When a state court mechanistically applies a rape-shield statute to exclude indispensable evidence of a victim’s sexual history, habeas relief may be warranted. That situation, however, is not before us today. The Michigan Court of Appeals properly stated the relevant constitutional principles and conducted a reasonable review of the trial court’s evidentiary rulings in light of these constitutional principles. Swathwood, 2003 WL 1880143, at *1 (acknowledging need to balance interests protected by rape-shield statute with defendant’s right to confrontation). The Michigan Court of Appeals considered the probative value of the excluded evidence and concluded that the trial court did not err in excluding some, but not all, of the victim’s past sexual conduct. Id. at *3. The added probative value of the excluded evidence was indeed questionable, and the state court’s application of the rape-shield statute was neither arbitrary nor disproportionate to the state’s interests in exclusion in this case. Even assuming that it was a close question whether the excluded evidence should have been admitted, the state court’s decision upon balancing these interests was not unreasonable. I there*524fore concur in the judgment reversing the district court.
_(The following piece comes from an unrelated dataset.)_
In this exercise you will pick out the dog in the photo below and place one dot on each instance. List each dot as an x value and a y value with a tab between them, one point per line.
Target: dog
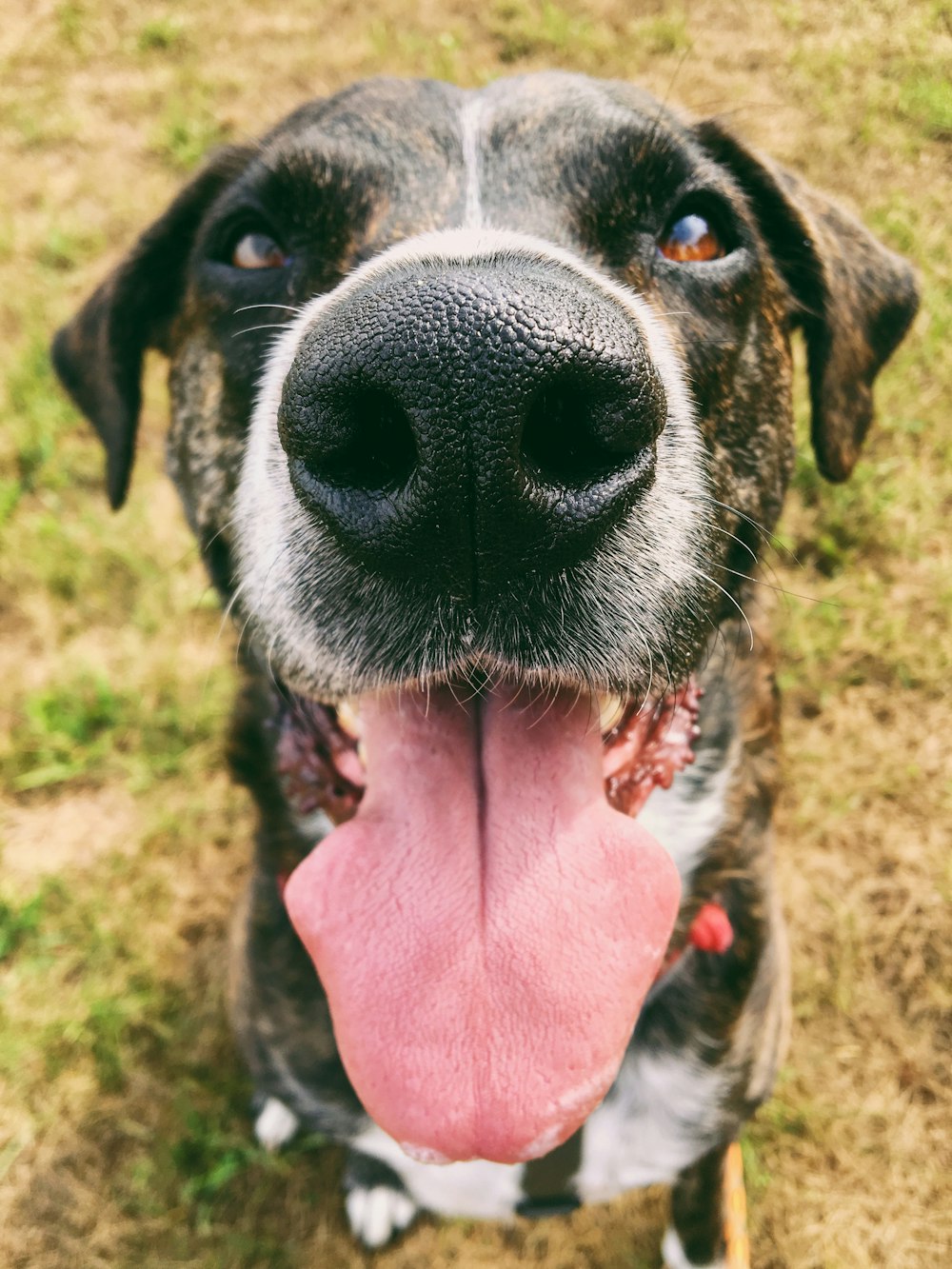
482	414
. The plurality’s error also rests on its excessive reliance on Michigan Supreme Court opinions. The plurality suggests, without support, that because the Michigan Supreme Court routinely excludes purportedly highly relevant evidence under the Michigan rape-shield statute, the Michigan Court of Appeals opinion could not have unreasonably excluded the proffered evidence in Gagne's case. Plur. Op. at 516-18.
. Defense counsel also never proffered that the Bermudez incident involved the use of "a whip” and a "blue champagne bottle” as the dissent implies. Dissent Op. at 533. The proffer with respect to those items was that "it was common practice” for the victim and Gagne to use such items during their consensual sexual encounters. R. 23-4 (Def.’s Mot. and Offer of Proof at ¶ 4). The trial court specifically allowed the victim to be questioned regarding the use of such objects; the victim admitted to the consensual use of a whip but denied ever using a wine bottle.